Fannie Mae, Freddie Mac, and the Market Meltdown
May 18, 2009
I am becoming increasingly bitter. It's because I've realized that almost everyone has a religion. With the Right, it's a belief in holy ghosts that are so powerful that religious people go see doctors for the latest product of rationality. With the Left, it's a belief in Political Correctness. Neither group is open to persuasion, since neither side analyzes issues based on facts. Instead, either side has their articles of faith. You simply cannot have a rational conversation with 90% of the population. So why bother?

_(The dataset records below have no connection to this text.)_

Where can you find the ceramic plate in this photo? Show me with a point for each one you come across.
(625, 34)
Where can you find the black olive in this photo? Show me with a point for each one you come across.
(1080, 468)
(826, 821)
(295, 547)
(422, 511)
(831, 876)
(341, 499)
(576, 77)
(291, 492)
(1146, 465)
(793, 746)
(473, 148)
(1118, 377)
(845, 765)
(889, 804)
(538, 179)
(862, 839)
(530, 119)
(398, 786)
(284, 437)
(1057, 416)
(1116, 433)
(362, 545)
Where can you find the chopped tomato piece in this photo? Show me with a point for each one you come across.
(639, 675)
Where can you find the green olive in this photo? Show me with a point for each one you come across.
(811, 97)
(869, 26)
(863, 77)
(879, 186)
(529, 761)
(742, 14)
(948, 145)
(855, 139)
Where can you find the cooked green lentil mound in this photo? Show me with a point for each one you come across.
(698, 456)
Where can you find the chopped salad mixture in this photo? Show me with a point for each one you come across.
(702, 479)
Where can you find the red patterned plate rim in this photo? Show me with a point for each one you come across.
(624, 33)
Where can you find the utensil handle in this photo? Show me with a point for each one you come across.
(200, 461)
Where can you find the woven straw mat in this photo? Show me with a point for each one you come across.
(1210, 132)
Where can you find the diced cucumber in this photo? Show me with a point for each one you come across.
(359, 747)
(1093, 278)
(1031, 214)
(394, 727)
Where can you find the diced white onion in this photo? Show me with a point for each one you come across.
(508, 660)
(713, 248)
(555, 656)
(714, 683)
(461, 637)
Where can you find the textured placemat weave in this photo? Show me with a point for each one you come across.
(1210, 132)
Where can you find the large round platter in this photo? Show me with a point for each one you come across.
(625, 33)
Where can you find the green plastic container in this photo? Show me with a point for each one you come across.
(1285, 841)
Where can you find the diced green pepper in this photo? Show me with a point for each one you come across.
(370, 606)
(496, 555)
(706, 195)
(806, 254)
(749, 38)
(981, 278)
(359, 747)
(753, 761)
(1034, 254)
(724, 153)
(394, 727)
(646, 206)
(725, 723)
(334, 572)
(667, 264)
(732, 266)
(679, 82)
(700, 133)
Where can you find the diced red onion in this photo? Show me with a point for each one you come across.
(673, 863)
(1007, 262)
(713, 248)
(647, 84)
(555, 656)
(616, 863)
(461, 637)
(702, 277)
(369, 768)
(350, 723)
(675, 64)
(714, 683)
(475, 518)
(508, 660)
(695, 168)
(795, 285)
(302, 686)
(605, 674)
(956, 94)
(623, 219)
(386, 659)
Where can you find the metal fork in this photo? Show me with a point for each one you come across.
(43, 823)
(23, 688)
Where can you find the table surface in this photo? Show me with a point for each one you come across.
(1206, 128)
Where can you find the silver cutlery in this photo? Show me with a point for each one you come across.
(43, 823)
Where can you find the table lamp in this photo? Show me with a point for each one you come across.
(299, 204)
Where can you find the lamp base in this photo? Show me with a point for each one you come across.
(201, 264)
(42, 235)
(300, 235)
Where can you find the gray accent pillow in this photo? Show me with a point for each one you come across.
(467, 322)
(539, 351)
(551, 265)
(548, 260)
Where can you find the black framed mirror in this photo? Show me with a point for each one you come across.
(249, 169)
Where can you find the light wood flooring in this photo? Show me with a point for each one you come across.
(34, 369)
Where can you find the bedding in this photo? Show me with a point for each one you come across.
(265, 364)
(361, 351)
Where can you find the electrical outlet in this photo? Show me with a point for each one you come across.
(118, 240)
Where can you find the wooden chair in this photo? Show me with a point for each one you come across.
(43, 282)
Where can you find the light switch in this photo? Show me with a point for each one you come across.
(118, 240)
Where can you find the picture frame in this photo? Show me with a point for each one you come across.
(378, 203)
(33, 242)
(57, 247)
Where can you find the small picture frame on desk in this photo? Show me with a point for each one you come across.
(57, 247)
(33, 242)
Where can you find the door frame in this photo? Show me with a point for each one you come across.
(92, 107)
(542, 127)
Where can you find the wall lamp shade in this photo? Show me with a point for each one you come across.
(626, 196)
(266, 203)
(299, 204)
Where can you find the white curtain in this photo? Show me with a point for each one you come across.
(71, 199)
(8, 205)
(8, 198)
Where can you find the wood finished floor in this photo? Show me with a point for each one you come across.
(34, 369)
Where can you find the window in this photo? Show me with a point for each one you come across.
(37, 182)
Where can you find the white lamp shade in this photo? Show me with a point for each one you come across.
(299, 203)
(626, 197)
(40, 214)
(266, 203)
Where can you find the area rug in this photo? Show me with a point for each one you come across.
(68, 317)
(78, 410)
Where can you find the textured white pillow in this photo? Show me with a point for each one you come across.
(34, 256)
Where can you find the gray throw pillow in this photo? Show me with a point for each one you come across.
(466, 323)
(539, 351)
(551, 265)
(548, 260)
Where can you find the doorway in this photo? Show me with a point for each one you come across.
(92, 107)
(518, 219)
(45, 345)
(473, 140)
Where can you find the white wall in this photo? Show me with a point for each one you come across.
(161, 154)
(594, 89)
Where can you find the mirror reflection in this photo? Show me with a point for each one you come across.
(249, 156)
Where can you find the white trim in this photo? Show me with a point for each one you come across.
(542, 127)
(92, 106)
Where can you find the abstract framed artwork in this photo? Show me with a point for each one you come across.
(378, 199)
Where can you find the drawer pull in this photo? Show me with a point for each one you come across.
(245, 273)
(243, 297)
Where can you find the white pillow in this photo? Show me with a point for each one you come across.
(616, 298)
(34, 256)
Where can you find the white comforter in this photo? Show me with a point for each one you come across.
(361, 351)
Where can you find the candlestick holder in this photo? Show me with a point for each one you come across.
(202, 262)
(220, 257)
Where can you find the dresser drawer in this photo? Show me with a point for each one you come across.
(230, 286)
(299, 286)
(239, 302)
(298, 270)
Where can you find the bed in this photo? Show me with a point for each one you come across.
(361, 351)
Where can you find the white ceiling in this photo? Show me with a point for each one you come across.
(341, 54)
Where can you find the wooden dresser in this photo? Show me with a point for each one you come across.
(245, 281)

I've been in several heated discussions with well-educated but ignorant people about Fannie Mae's and Freddie Mac's role in the market meltdown. "It wasn't their fault," they say. "It was Wall Street. It was the private-sector subprime lenders!" This is a totally moronic argument unworthy of serious discussion. Yet we live in a society where people want to teach children the world is but 6,000 years old. What can one expect?
For those interested in facts rather than revelations from the gods of Political Correctness, here is how the leading subprime lender - Countrywide (yes, that Countrywide) - felt about Fannie Mae and Freddie Mac. This is from 2005:
NYT:
While he is sanguine about the stock price, [Countrywide CEO] Mr. Mozilo remains volatile
about so much else. Particularly irksome are calls by Alan Greenspan,
the Federal Reserve chairman, to shrink Fannie Mae and Freddie Mac, the
quasi-government institutions that buy huge numbers of mortgages from
financial institutions, notably from Countrywide.
"Fannie and
Freddie are a threat to his banks," Mr. Mozilo said of Mr. Greenspan,
whose agency regulates big bank holding companies. By buying his
mortgages and thus freeing up his capital to solicit even more
business, Fannie and Freddie are a big reason Mr. Mozilo has driven
Countrywide past the Citigroups and the Wells Fargos to the top of the
mortgage heap. "If it wasn't for them," he said of Fannie and Freddie, "Wells knows they'd have us."